O apóstolo Paulo escreve esta declaração da prisão romana, depois de explicar que aprendeu a estar contente tanto na fartura quanto na fome. O versículo é, portanto, um resumo triunfante de uma experiência aprendida, não um lema abstrato — e levanta duas perguntas: o que são as "todas as coisas" e de onde vem a força?

Uma força que foi aprendida

A primeira chave do versículo é que o contentamento e a força em Cristo não são naturais — são adquiridos na escola de Deus, sob circunstâncias adversas.

Falar de privação leva o apóstolo a nos dar uma visão maravilhosa de como ele encarava seus sofrimentos e a prisão. Essas circunstâncias trágicas haviam se tornado para ele uma fonte de instrução prática, pois aprendera a estar contente. Estar contente nas circunstâncias presentes, sejam quais forem, não era natural para Paulo, assim como não é para nós. Mas ele aprendeu. E aprendeu não como teoria, mas de modo experimental, passando pelas circunstâncias mais adversas, com o coração cheio de Cristo. Por isso podia encarar mudanças violentas. Rebaixamento ou abundância, fartura ou fome, sobra ou aguda privação, tudo era o mesmo para Paulo, porque Cristo era o mesmo, e todos os recursos e alegrias de Paulo estavam Nele.

F. B. Hole

Maravilhoso é pensar no completo contentamento de Paulo, mesmo numa prisão romana. Ele considerava que precisava de muito pouco. Notemos, porém, que isso não era seu caráter natural — ele havia "aprendido" a estar contente, sem dúvida por meio de experiências muito difíceis e com confiança sincera no Deus vivo. Buscar a si mesmo é natural ao coração humano; o contentamento, portanto, precisa ser aprendido.

Leslie M. Grant

A fonte: "não eu, mas Cristo"

O versículo coloca toda a glória em Cristo. A força não brota de Paulo nem das circunstâncias, mas do contato vivo com o Senhor.

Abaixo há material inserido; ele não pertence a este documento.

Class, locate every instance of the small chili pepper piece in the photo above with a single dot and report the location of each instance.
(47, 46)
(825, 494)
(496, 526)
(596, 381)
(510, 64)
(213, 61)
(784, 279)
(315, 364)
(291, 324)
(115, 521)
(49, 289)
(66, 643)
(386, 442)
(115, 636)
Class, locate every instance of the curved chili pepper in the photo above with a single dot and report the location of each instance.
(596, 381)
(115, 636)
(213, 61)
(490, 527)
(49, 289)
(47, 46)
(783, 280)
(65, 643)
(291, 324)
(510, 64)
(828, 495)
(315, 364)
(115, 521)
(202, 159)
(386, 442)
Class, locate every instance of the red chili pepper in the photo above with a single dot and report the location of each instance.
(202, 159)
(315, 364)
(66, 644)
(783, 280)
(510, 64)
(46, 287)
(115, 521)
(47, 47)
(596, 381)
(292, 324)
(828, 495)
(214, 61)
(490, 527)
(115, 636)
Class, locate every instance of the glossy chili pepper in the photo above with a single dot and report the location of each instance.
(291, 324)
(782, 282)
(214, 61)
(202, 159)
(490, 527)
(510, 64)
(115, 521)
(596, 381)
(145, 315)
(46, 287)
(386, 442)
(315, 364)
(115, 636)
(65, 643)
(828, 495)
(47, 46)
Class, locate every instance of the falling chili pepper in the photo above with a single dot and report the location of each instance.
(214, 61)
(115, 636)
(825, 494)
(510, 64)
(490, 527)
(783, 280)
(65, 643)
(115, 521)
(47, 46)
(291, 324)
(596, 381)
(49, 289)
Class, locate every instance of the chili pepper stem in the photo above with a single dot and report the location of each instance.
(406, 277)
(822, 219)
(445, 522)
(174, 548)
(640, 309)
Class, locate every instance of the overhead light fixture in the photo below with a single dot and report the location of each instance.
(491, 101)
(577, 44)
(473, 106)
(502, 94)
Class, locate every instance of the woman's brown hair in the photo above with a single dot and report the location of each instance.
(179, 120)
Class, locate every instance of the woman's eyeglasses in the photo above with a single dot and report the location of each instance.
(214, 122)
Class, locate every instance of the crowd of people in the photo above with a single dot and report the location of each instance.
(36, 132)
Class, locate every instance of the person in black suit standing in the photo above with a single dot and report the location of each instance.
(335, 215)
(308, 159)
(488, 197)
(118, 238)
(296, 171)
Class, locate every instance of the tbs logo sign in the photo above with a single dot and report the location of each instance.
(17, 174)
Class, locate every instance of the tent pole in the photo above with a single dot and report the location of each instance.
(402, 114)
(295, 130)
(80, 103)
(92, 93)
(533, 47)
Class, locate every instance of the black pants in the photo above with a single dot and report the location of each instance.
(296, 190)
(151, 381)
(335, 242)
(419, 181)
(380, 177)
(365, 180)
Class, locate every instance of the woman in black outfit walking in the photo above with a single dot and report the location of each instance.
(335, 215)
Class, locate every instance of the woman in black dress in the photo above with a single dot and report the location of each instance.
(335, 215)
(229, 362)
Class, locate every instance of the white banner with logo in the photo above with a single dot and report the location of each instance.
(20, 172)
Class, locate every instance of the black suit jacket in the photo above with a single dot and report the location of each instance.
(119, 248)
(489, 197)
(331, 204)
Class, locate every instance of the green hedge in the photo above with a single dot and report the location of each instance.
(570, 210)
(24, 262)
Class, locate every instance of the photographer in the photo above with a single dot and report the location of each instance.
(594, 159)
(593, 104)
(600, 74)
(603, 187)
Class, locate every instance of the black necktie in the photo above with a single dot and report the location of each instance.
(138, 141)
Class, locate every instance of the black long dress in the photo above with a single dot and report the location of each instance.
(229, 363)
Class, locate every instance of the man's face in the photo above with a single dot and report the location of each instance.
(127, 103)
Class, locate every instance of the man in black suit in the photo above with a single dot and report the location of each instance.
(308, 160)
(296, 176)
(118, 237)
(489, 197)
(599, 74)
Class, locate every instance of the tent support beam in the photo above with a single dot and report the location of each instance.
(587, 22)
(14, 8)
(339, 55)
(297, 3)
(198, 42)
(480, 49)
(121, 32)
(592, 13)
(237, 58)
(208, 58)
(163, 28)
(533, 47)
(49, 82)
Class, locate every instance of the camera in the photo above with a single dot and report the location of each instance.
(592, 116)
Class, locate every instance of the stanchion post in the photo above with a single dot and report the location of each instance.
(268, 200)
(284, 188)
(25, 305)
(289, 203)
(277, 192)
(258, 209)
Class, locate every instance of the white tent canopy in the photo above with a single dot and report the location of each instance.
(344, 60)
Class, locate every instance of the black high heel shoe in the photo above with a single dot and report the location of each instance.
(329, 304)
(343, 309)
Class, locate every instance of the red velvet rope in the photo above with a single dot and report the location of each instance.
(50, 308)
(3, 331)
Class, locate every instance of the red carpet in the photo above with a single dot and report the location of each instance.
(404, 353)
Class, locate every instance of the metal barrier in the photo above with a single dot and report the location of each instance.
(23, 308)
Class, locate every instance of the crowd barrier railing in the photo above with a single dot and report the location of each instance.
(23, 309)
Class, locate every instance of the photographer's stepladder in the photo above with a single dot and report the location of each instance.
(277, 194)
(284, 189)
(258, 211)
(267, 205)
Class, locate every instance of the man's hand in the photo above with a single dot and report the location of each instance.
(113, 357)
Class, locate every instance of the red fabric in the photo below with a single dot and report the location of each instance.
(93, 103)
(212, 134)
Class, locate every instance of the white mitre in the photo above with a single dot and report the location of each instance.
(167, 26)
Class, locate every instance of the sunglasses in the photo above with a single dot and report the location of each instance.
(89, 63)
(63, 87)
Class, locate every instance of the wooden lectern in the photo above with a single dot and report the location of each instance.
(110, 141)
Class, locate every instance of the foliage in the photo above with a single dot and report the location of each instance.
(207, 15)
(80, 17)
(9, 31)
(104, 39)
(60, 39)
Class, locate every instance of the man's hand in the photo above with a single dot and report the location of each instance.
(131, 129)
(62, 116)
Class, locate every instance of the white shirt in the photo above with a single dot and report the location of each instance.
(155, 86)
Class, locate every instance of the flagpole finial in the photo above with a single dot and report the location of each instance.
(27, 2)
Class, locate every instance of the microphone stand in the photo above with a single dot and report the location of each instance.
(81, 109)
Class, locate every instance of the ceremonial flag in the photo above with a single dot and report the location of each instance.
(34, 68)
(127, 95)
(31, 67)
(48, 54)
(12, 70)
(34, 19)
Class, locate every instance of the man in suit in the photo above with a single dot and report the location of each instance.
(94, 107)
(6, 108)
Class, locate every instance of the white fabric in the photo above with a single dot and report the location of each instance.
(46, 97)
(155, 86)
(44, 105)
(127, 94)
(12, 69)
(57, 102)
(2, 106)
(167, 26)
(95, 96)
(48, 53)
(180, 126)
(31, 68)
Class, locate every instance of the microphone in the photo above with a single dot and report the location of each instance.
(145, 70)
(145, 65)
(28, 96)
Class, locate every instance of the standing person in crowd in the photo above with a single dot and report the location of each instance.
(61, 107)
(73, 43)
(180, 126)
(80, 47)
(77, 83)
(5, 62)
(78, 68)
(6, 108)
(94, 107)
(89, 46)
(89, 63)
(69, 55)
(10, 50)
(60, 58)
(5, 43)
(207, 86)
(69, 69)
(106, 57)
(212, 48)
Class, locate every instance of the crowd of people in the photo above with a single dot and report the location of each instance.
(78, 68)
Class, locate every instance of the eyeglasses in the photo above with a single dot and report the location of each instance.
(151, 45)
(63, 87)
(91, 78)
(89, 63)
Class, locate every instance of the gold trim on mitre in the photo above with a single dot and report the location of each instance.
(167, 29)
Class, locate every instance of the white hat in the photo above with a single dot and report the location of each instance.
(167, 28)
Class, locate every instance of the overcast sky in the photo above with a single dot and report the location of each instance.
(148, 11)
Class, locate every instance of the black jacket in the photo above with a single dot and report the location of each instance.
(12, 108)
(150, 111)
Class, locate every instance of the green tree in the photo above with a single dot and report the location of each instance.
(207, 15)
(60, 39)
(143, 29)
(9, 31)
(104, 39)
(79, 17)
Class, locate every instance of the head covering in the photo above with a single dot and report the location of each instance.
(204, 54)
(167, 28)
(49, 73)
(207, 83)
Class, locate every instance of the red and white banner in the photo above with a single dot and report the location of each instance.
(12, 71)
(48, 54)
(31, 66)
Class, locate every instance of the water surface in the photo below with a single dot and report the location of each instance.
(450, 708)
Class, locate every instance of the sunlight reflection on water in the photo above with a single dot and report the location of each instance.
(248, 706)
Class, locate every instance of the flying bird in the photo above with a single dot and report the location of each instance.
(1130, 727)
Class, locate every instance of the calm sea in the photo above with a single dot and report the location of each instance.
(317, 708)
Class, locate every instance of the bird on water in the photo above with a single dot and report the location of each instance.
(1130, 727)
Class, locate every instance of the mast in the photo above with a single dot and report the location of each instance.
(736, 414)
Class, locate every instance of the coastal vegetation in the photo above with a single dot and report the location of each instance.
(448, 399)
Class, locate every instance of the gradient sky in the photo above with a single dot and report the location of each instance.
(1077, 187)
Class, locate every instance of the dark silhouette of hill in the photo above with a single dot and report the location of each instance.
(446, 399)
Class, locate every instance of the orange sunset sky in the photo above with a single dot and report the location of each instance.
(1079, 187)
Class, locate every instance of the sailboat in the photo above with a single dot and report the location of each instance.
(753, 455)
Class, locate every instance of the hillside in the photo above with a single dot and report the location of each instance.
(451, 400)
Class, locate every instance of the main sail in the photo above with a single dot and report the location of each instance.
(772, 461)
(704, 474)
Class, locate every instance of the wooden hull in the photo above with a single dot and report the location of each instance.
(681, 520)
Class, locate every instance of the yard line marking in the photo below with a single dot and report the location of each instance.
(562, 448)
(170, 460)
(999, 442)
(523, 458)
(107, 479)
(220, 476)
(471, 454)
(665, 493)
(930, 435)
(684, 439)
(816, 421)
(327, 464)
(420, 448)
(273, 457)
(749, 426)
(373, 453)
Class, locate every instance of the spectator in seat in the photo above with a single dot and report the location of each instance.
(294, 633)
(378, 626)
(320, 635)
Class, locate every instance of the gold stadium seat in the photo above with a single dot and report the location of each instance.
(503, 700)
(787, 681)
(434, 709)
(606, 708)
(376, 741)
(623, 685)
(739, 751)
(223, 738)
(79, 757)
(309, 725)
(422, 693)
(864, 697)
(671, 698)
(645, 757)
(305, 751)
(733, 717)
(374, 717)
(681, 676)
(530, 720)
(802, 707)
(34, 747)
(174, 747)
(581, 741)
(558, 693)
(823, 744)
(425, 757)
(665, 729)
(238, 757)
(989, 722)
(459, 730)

Em todo lugar e em todas as coisas aprendi o segredo, tanto de estar farto como de ter fome, tanto de ter em abundância como de sofrer necessidade. Tudo posso em Cristo que me fortalece. O segredo dessa vitória sobre todas as circunstâncias, fossem boas ou más, era Cristo. Era "não eu, mas Cristo". Em si mesmo ele não tinha força nenhuma, mas toda a Sua força para ser rebaixado e para abundar, para estar farto ou faminto, na sobra e na falta, era o Senhor Jesus Cristo. E essa força flui continuamente, e é suprida pela nossa relação com Cristo, mantida pela fé em um andar próximo Dele.

Arno C. Gaebelein

Cristo era a Fonte do seu sossego e da sua tranquilidade. Era como se ele vivesse em uma ilha, sem precisar importar nada do continente para se apoiar moralmente. Cristo era suficiente o tempo todo.

A. J. Pollock

Não distorça o "tudo posso"

O versículo é frequentemente mal citado. A força está sempre ligada à dependência — retire as palavras "Naquele que me fortalece" e a frase deixa de ser bíblica.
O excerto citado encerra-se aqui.